Zuletzt hat Leuchtfeuer, ein Verein, der ein AIDS-Hospiz betreibt und
die Betreuung von AIDS-Kranken unterstützt, eine Benefiz-Kampagne
gestartet, um die gestrichenen Betten aus privaten Geldern zu finanzieren.
Geld für soziale Zwecke zu spenden, vielleicht noch anlässlich einer Soli-
Party, finde ich ja im Grund gut, edel und sinnvoll. Aber in diesem Fall, der
kein besonderer ist, stört mich etwas gewaltig daran: Mit meinem Geld
springe ich in die Versorgungslücke, die der sich zurückziehende neoliberale
Sozialstaat hinterlassen hat. Bezahle ich damit nicht die Kosten einer Politik,
die ich falsch finde, die aber - gerade weil es Leute mit sozialem Gewissen wie
mich gibt - umso besser funktioniert?
Nicht umsonst geisselt neoliberale Politik die "Versorgungsmentalität"

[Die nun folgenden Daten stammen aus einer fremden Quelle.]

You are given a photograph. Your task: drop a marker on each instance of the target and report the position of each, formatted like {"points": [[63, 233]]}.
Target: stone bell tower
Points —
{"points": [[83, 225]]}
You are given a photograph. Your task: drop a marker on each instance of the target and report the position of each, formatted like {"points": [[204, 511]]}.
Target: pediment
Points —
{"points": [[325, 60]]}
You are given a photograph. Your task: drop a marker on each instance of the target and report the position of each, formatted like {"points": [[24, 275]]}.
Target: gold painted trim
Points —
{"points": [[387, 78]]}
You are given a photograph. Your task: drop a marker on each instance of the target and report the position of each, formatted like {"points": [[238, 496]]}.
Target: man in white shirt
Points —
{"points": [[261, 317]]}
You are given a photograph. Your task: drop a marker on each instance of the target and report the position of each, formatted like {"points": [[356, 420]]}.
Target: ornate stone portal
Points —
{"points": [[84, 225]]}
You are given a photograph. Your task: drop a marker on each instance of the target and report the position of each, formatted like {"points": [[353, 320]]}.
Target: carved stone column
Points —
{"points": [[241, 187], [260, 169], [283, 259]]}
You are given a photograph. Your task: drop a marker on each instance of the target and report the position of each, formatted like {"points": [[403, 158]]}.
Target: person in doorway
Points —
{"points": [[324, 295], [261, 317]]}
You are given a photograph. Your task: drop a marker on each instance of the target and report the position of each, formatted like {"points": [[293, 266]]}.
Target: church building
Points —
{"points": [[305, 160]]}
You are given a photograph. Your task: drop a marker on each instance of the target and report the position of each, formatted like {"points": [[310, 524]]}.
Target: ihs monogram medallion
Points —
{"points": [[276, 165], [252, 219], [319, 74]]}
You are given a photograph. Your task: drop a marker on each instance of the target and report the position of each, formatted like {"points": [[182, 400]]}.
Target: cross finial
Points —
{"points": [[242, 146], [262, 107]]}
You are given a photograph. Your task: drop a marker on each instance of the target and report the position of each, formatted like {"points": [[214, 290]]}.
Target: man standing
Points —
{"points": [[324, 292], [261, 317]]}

und lobt das "Bürgerengagement" in blumigen Tönen. Die Bevölkerung wird
damit darauf vorbereitet, dass sie sich um ihre soziale Sicherheit gefälligst
selbst kümmern soll und der Staat nicht mehr bereit ist, die Risikodeckung
zu übernehmen. Gerade linke Communities, die schon lange eigene
solidarische Netzwerke geschaffen haben, weil sie weniger mit staatlicher
Fürsorge bedacht worden waren, passen plötzlich ins neue Leitbild der
Gesellschaft aus Selbstunternehmern. Mir scheint, dass gerade die Grüne
Partei so mühelos auf den neoliberalen Zug aufspringen konnte, weil sie
schon immer anonyme Institutionen kritisiert und an das soziale Gewissen
des und der Einzelnen appelliert hat. So kann man Sozialabbau als
Demokratisierungsgewinn verkaufen.
Mir ist jedoch völlig unklar, welche Konsequenz ich daraus zum
Beispiel für den Fall in Hamburg ziehen soll. Mein Geld wird ja akut
gebraucht und für die Betroffenen geht es zum Teil um ihr Leben. Zynisch
wäre es, ihnen zu erklären, dass ich ihnen mein Geld nun wirklich nicht
geben kann, weil ich damit den Vertretern des Staates den Eindruck
vermitteln würde, dass es immer einen Dummen gibt, der ihnen die Arbeit
abnimmt. Ich könnte argumentieren, dass sich die unmenschliche Politik des
Senats erst offenbart, wenn die Versorgungskrise sichtbar wird.
Bürgerliche Wohltätigkeitspolitik ist nicht daran interessiert, die
Verhältnisse grundlegend zu ändern, sondern ihre schlimmsten
Auswirkungen zu lindern, damit sie fortbestehen können. Wenn ich mich
aber entschliesse, das Geld irgendwie aufzutreiben, wie kann ich dann
trotzdem wirksamen Widerstand gegen neoliberale Politik leisten? Den
Hamburger Senat wird mein Zähneknurren beim Ausfüllen der
Spendenquittung wenig interessieren, solange der Rubel rollt.